Kansas City-Montréal : Trois constats sur l’Impact

On ne s’attendait pas à grand-chose de ce match à Kansas City. Avec les nombreux absents et une nouvelle formation tactique annoncée, plusieurs avaient lancé la serviette avant le début du match. Mais l’Impact a sorti un lapin de son chapeau. Voici mes trois constats sur ce match.

1) L’Impact a eu de la chance
Dans ce match où tout semblait pointer en faveur du Sporting, l’Impact a joué de chance. Tout d’abord quand les hommes de Peter Vermes ont, inexplicablement, levé le pied au lieu de tenter de faire le break en seconde mi-temps, puis quand Soni Mustivar a malencontreusement lancé Mancosu seul face à Melia. On a d’ailleurs vu tout de suite après l’égalisation que c’était difficile pour l’Impact quand Kansas City a remis le pied sur l’accélérateur. Sans rien enlever à la bonne prestation des Montréalais en seconde mi-temps, il faut reconnaître que sans cet excès de confiance des locaux, qui avaient cru avoir fait le travail à 1-0, l’Impact ne serait pas reparti avec un point.

2) L’Impact était venu chercher un point
Vu les absences, Mauro Biello a opté pour un dispositif tactique qui se voulait un 5-4-1 déguisé en 3-4-3. Et dès l’entame du match, on a constaté que les directives étaient claires : il fallait défendre et espérer l’un ou l’autre but obtenu en contre.

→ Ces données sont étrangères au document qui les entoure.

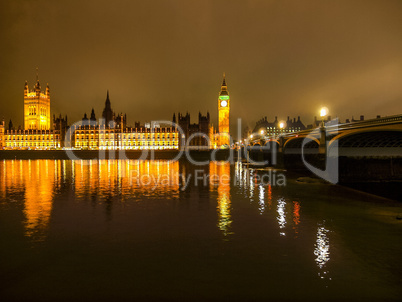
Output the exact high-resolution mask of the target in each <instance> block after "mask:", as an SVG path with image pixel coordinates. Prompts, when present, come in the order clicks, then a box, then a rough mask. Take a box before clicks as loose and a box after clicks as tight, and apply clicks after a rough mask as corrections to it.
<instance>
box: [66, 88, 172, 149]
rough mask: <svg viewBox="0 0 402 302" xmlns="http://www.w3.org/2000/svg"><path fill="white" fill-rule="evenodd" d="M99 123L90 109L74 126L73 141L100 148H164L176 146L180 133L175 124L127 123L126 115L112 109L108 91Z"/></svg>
mask: <svg viewBox="0 0 402 302" xmlns="http://www.w3.org/2000/svg"><path fill="white" fill-rule="evenodd" d="M102 117H103V118H102V119H101V120H100V123H97V122H96V117H95V112H94V110H93V109H92V112H91V117H90V119H88V117H87V115H86V114H85V115H84V118H83V119H82V122H81V124H80V125H75V126H73V127H74V129H72V130H73V138H72V140H73V144H72V146H73V147H74V148H77V149H100V150H119V149H124V150H147V149H149V150H165V149H178V148H179V134H178V130H177V128H174V127H160V126H158V125H155V126H153V127H145V126H141V125H140V123H139V122H136V123H135V127H127V126H126V115H124V116H123V114H119V115H117V116H116V114H115V113H114V112H113V111H112V108H111V103H110V99H109V91H108V92H107V96H106V102H105V108H104V110H103V114H102Z"/></svg>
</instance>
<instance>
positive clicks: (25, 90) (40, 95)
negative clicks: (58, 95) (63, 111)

Quand l’attaquant de pointe se replie continuellement dans la moitié de terrain de son équipe, on ne peut pas prétendre à la victoire, sauf avec beaucoup de chance. Ceci étant dit, ce dispositif a fourni quelques séquences intéressantes. À réessayer avec les titulaires habituels.

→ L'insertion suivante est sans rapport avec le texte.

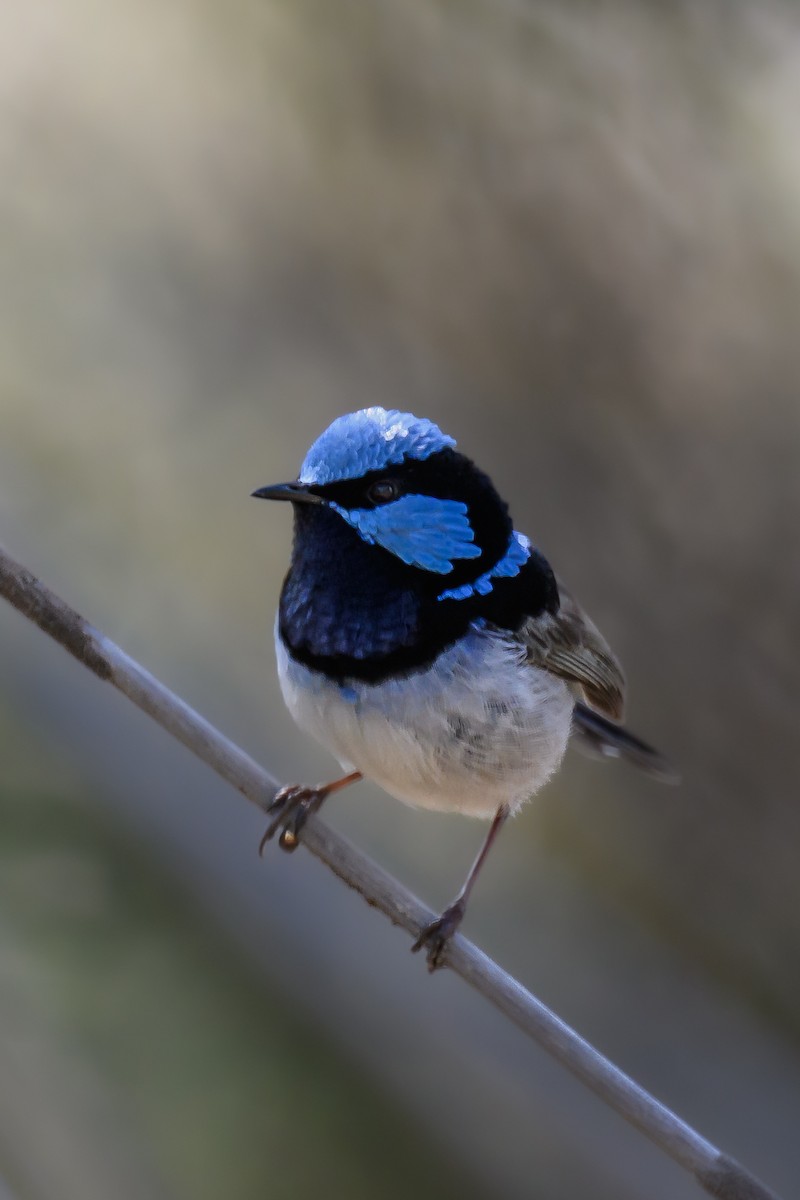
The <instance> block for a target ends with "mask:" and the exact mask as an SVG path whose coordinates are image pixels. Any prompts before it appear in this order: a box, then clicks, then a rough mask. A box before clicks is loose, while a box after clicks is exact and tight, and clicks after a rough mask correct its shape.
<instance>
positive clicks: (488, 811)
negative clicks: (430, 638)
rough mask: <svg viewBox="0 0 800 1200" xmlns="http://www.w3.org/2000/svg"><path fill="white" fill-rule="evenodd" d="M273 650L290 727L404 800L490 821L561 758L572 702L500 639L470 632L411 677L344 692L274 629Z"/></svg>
mask: <svg viewBox="0 0 800 1200" xmlns="http://www.w3.org/2000/svg"><path fill="white" fill-rule="evenodd" d="M276 650H277V660H278V678H279V680H281V690H282V691H283V698H284V701H285V703H287V707H288V708H289V712H290V713H291V715H293V716H294V719H295V721H296V722H297V725H300V727H301V728H303V730H306V731H307V732H308V733H311V734H312V737H314V738H317V740H318V742H321V744H323V745H324V746H326V748H327V749H329V750H331V752H332V754H333V755H335V756H336V757H337V758H338V760H339V762H341V763H342V767H343V768H344V769H345V770H353V769H354V768H355V769H357V770H360V772H361V773H362V775H365V778H366V779H372V780H374V781H375V782H377V784H379V785H380V786H381V787H383V788H384V790H385V791H386V792H389V793H390V796H395V797H397V799H399V800H403V802H405V803H407V804H413V805H416V806H419V808H426V809H439V810H443V811H457V812H464V814H467V815H469V816H475V817H492V816H493V815H494V814H495V812H497V810H498V808H499V806H500V804H507V805H509V806H510V808H511V809H512V810H515V809H517V808H519V805H521V804H522V803H523V802H524V800H525V799H528V797H530V796H533V794H534V792H536V791H539V788H540V787H541V786H542V785H543V784H545V782H546V781H547V780H548V779H549V776H551V775H552V774H553V772H554V770H555V769H557V768H558V766H559V763H560V762H561V758H563V757H564V751H565V749H566V743H567V739H569V736H570V725H571V720H572V708H573V703H575V701H573V697H572V696H571V695H570V691H569V690H567V686H566V684H565V683H564V682H563V680H561V679H558V678H557V677H555V676H552V674H551V673H549V672H547V671H542V670H541V668H539V667H533V666H530V665H529V664H527V662H525V660H524V649H523V647H522V646H521V644H519V642H517V641H516V640H515V638H513V636H511V635H506V634H500V632H497V631H493V630H488V629H479V628H476V629H473V630H471V631H470V632H469V634H468V635H467V636H465V637H464V638H462V640H461V641H459V642H458V643H456V644H455V646H452V647H450V648H449V649H447V650H445V652H444V653H443V654H440V655H439V658H438V659H437V660H435V662H434V664H432V666H429V667H427V668H425V670H422V671H417V672H414V673H413V674H409V676H407V677H404V678H402V679H387V680H385V682H384V683H379V684H368V683H361V682H359V680H348V682H347V684H345V685H344V686H339V685H338V684H336V683H331V682H330V680H329V679H326V678H325V677H324V676H323V674H320V673H319V672H317V671H311V670H309V668H308V667H305V666H302V665H301V664H299V662H296V661H295V660H294V659H291V658H290V655H289V653H288V650H287V648H285V646H284V644H283V643H282V641H281V638H279V636H278V634H277V624H276Z"/></svg>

3) Une montagne de passes mal ajustées
Trop souvent, les hommes de Mauro Biello ont perdu bêtement des ballons en ratant des passes simples; passes dans le dos, passes trop longues, passes en touche, passes à l’adversaire et même passes à personne… Je peux comprendre que des réservistes, en manque de minutes et d’automatismes, puissent rater l’un ou l’autre ballon, mais samedi, c’en était presque honteux. Indigne d’une équipe de première division.

Pour conclure, je me dois de souligner une autre fois le solide boulot de Kyle Fisher, qui confirme sans aucun doute sa place de titulaire en défense malgré son intervention ratée sur le but de Fernandes. Implication totale, tacles très justes, très peu d’erreurs de placement… et même une pointe de leadership. Beaucoup clamaient haut et fort en début de saison que l’Impact n’avait « pas de banc », mais Fisher et Jackson-Hamel sont parvenus à faire entendre leurs arguments. Si pour Fisher, il est difficile de concevoir un retour sur le banc, le but de grande classe marqué par Matteo Mancosu à Kansas City laisse entrevoir que Jackson devra continuer à travailler fort pour voir le terrain… Cependant, on lui donnera certainement plus facilement des minutes que dans le passé.

L’Impact s’attaquera le week-end prochain à Orlando et à son mur de supporters. Un défi intéressant pour une équipe en confiance, mais en visite chez un adversaire très difficile à battre dans son nouveau domicile. Dur match à prévoir.